Statement of Murray Hitzman, Associate Director for Energy and Minerals, U.S. Geological Survey


Statement of Murray Hitzman

Associate Director – Energy and Minerals, U.S. Geological Survey

U.S. Department of the Interior

before the

Senate Energy and Natural Resources Committee


March 28, 2017

Good morning Chairman Murkowski, Ranking Member Cantwell, and Members of the Committee, and thank you for the opportunity to discuss the Nation’s foreign mineral dependence.

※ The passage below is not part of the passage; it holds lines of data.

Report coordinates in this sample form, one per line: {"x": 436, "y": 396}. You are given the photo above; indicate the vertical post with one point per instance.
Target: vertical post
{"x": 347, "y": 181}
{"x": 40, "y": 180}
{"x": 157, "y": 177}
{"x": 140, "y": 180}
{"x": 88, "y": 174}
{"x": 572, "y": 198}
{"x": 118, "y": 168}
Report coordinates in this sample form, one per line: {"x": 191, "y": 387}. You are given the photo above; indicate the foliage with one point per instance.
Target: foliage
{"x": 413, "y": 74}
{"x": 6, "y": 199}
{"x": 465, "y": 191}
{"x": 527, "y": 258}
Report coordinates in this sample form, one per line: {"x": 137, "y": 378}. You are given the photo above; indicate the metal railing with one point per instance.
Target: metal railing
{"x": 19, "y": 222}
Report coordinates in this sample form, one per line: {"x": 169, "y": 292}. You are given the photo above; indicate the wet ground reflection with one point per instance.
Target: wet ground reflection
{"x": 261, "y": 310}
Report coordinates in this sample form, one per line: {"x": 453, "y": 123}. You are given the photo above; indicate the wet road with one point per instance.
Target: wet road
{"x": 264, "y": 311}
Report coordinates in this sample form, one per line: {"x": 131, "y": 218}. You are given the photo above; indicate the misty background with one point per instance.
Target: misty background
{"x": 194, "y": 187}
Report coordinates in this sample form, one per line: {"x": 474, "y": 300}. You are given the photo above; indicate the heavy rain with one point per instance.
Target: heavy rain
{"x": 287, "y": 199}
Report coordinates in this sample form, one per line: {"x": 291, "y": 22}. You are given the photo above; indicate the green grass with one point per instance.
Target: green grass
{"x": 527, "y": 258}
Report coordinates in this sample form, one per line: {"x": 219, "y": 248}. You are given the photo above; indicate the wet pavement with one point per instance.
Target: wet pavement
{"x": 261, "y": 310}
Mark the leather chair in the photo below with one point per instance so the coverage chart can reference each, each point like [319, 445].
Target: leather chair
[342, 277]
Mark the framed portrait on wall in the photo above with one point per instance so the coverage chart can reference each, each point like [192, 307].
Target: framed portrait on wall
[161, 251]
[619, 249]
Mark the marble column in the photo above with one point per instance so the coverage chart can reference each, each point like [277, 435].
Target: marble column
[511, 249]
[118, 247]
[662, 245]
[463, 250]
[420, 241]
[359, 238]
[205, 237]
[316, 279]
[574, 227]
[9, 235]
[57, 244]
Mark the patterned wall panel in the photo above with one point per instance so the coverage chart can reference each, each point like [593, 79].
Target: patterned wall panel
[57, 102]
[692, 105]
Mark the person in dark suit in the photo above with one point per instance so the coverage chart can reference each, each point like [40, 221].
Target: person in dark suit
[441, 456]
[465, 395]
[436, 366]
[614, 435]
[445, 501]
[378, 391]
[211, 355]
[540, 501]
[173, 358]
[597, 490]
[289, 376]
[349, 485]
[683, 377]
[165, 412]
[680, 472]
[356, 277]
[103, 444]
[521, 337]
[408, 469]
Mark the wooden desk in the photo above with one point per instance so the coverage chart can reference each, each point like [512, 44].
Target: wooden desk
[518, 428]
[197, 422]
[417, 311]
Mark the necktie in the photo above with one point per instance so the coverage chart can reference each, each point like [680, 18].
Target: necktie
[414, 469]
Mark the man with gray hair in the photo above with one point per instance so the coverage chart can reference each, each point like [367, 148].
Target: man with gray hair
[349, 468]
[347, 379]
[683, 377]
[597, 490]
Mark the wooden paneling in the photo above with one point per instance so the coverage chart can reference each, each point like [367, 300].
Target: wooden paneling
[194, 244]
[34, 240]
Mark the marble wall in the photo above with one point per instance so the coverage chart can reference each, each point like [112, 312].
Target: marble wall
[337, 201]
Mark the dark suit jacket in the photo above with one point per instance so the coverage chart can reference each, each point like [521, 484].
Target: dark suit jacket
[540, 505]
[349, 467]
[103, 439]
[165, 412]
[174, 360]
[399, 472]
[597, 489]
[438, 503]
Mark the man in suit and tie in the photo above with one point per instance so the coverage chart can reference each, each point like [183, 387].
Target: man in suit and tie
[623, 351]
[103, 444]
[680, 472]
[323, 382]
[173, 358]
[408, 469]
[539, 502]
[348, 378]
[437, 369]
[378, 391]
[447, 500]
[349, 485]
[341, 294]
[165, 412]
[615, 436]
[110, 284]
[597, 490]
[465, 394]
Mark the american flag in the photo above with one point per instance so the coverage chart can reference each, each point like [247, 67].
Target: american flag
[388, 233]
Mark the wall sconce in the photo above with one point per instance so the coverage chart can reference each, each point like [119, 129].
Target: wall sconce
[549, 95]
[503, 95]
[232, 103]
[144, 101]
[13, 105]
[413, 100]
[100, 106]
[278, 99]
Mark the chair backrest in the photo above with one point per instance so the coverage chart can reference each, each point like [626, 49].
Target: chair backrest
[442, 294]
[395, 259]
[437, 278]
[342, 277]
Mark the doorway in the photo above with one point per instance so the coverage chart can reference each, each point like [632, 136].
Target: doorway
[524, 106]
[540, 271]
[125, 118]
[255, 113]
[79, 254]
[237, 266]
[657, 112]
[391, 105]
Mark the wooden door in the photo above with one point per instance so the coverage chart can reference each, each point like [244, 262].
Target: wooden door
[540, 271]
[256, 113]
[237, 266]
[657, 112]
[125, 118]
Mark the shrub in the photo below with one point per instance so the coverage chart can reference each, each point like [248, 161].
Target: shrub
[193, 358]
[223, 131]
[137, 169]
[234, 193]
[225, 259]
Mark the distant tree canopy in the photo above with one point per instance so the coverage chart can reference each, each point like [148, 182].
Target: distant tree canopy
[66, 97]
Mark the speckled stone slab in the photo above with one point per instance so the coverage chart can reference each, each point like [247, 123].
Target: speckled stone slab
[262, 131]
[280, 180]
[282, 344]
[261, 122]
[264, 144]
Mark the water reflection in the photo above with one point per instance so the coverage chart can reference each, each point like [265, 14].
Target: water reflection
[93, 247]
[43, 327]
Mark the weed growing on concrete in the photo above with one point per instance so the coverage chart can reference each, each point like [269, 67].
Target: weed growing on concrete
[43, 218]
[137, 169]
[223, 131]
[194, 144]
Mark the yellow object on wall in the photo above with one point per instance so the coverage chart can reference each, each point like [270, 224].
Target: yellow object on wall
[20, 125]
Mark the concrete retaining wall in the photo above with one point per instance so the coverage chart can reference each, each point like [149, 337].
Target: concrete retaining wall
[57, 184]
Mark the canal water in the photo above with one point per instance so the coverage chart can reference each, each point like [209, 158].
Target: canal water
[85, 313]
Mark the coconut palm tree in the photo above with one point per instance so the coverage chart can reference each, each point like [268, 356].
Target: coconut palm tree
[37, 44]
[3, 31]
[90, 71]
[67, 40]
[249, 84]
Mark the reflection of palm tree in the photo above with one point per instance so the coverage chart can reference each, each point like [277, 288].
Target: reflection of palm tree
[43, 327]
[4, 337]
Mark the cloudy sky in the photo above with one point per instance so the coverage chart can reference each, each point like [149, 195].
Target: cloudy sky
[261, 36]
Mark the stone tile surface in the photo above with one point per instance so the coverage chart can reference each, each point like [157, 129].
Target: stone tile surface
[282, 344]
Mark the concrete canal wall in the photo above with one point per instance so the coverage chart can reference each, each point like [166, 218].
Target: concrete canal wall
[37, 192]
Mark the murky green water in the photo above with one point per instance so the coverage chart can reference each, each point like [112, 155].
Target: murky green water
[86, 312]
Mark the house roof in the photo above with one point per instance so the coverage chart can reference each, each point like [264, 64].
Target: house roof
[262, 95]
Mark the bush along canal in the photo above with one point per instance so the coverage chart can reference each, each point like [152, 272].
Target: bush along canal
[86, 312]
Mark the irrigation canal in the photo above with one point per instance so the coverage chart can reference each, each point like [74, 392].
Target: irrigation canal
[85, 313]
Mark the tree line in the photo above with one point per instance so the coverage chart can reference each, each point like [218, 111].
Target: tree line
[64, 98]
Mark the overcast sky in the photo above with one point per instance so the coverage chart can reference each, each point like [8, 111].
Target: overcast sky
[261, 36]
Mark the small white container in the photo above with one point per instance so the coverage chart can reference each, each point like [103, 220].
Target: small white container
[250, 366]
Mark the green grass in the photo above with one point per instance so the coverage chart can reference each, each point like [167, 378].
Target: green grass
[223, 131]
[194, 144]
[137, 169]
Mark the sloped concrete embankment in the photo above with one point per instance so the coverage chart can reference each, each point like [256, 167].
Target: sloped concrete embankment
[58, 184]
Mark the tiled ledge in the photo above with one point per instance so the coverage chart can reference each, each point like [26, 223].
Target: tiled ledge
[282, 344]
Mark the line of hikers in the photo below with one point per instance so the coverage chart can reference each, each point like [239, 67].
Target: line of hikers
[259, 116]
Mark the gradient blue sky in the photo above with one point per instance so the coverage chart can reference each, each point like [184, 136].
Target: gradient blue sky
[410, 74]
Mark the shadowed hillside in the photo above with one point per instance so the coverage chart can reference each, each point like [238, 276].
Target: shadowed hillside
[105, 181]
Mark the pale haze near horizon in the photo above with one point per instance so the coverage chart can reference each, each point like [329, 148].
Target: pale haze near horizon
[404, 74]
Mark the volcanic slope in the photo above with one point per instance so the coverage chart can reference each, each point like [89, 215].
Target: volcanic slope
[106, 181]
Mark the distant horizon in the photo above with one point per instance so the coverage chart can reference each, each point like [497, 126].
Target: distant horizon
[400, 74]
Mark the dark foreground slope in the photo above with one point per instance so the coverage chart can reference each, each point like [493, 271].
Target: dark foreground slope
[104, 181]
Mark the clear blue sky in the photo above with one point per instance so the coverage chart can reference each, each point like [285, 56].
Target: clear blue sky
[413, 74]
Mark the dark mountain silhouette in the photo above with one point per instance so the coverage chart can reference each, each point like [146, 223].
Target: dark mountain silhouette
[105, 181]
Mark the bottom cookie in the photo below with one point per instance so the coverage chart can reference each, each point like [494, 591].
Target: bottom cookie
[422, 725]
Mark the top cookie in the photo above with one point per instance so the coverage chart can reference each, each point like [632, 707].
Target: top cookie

The U.S. Geological Survey (USGS) is responsible for conducting research and collecting data on a wide variety of mineral resources.  Research is conducted to understand the geologic processes that have concentrated known mineral resources at specific localities in the Earth’s crust and to assess quantities, qualities, and areas of undiscovered mineral resources, or potential future supply.  USGS mineral commodity specialists collect, analyze, and disseminate data and information that document current production and consumption for 84 mineral commodities, both domestically and internationally for 180 countries.  These data include information on domestic production and use, import sources, world production capacity, and recycling.  The data allow for a comprehensive understanding of the complete life cycle of mineral resources and materials.  These mineral data are published annually in the Mineral Commodities Summaries.  The most recent installment for 2017 was released in January.

Global demand for mineral commodities continues to be on the rise.  Mineral commodities have ever more applications in consumer and national security products especially those involving advanced technologies.  The United States remains a major mineral producer with an estimated total value of non-fuel mineral resources of $75.6 billion and is net exporter of 16 non-fuel mineral commodities.  However the country also is increasingly reliant on foreign sources for raw processed mineral materials.  In 2016, imports made up more than one-half of the U.S. apparent consumption of 50 non-fuel mineral commodities (valued at $32.3 billion), and the United States was 100% import reliant for 20 of these mineral commodities (valued at $1.3 billion), including 8 identified as critical minerals.  This is an increase from 47 non-fuel mineral commodities on which the country was more than one-half dependent in 2015 and 19 non-fuel commodities for which the country was 100% reliant in 2015.  China, followed by Canada, supplied the largest number of non-fuel mineral commodities to the U.S. in 2016, similar to the case in 2015.

The list of non-fuel mineral commodities for which the United States is 100% import reliant includes some well-known commodities such as manganese and rare earth elements as well as some more obscure commodities such as gallium and niobium.  The rare earth elements are currently produced almost exclusively in China though domestic sources do exist, including the recently reopened and then shuttered Mountain Pass, California mine.

The USGS continues to research the occurrence of rare earth element deposits in the United States (a 2010 USGS study documented 28 rare earth deposits in the United States that potentially could be developed) and explore geological processes that may form domestic deposits that are yet to be discovered.  For example, USGS scientists are conducting research in the southeastern United States on granites that contain high concentrations of rare earth elements to understand and assess likely chemical and physical processes that could lead to the enrichment and retention of rare earth elements in soil and to characterize the minerals in which heavy rare earth elements reside in regolith.  The project will develop criteria and methodologies to delineate the occurrence of rare earth element-clay resources and define characteristics that relate to sustainable mining of rare earth element clay deposits.  In addition, the USGS recently released a study on critical minerals, including rare earth elements, in Alaska.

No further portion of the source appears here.